A rare humanitarian flight to Tigre four days later confirmed fears among aid workers that the Ethiopian authorities were pursuing a strategy of formally allowing humanitarian access while working in practice to thwart it.
At Ethiopia’s main airport in Addis Ababa, 30 aid workers boarding the first UN flight to Mekelle in more than a month have been subjected to intense searches and harassment, according to several people on board. Ethiopian authorities have banned workers from bringing in cash over the equivalent of $ 250, satellite phones and personal medication; the last restriction made an official of Médecins Sans Frontières get off the plane. Six hours later, the flight takes off.
The World Food Program publicized the theft but did not mention the delays or harassment – an omission that particularly angered several UN officials and other aid workers, who said it was a standard of UN agencies not to publish criticisms of the Ethiopian authorities.
To further complicate the relief effort, war is now on its way to Afar.
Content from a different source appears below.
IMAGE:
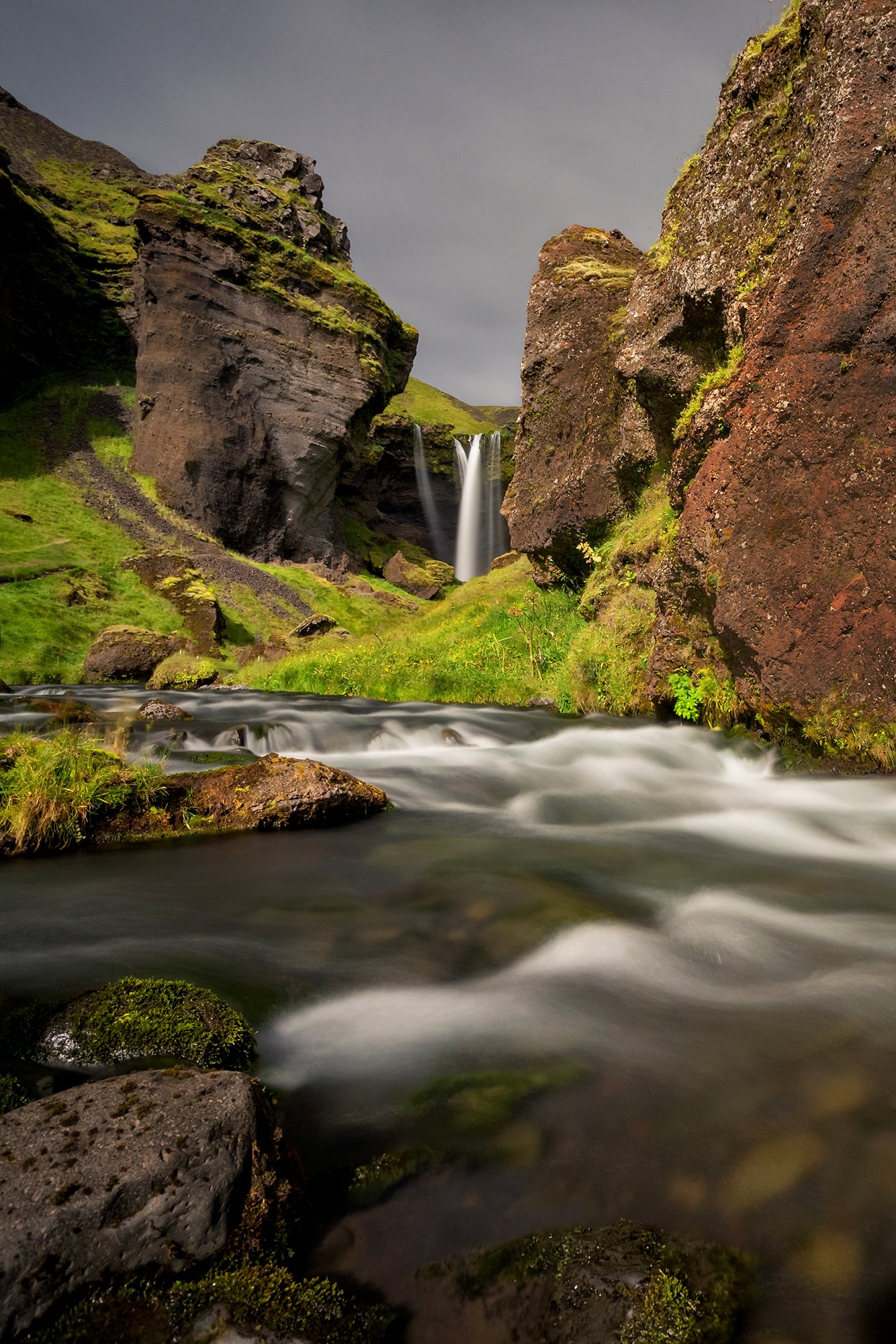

Last week, Tiger forces entered the area. In response, Abiy mobilized ethnic militias from other areas to repel the offensive.
Abiy also resorted to increasingly fiery language, calling the Tiger rulers a “cancer” and “weed” that must be eradicated, which foreign officials see as fueling a new wave of ethnic violence across. the country. .
Billene, the spokesperson, called the fears “alarmist”. The Ethiopian leader was “clearly referring to a terrorist organization, not to the people of the Tigris,” she said.